Venezuelan-Nicaraguan company

Alba de Nicaragua, S.A., better known as ALBANISA is a joint Venezuelan-Nicaraguan company operating in Nicaragua, being jointly owned by Venezuelan oil company PDVSA and its Nicaraguan counterpart PETRONIC. Since its inception, it has been accused of criticism and embezzlement.

==History==
The fund was established in 2007, following Daniel Ortega's return to presidency, and the signing of a joint agreement to bring Venezuelan oil imports to Nicaragua. In late August 2009, the Nicaraguan Energy Institute (INE) signed an agreement with energy provider Unión Fenosa and ALBANISA, which up until then had no experience in the energy industry. Criticism emerged over the 15-year US$500 million deal, citing lack of supervision in the Nicaraguan market.

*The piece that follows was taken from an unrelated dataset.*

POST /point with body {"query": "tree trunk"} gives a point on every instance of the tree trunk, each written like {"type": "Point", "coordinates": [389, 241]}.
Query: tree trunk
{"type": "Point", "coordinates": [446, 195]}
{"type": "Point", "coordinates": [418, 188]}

One of its most notable acts was the acquisition of the formerly private television channel TN8 in late 2009, for the sum of US$9.7 million, as the channel had been indebted since 2000 and had been negotiating with the fund since earlier in 2009. By January 25, 2010, the channel was now under the control of musician and businessman Juan Carlos Ortega, son of Daniel Ortega.

The company acquired Hotel Seminole in Managua in 2009; it closed on June 15, 2018.

ALBANISA created BanCorp in 2015; the bank was acquired by the government in 2019 and was subsequently shut down.

The US government sanctioned ALBANISA on January 29, 2019 in a tweet that referred the company as "PDVSA's slush fund".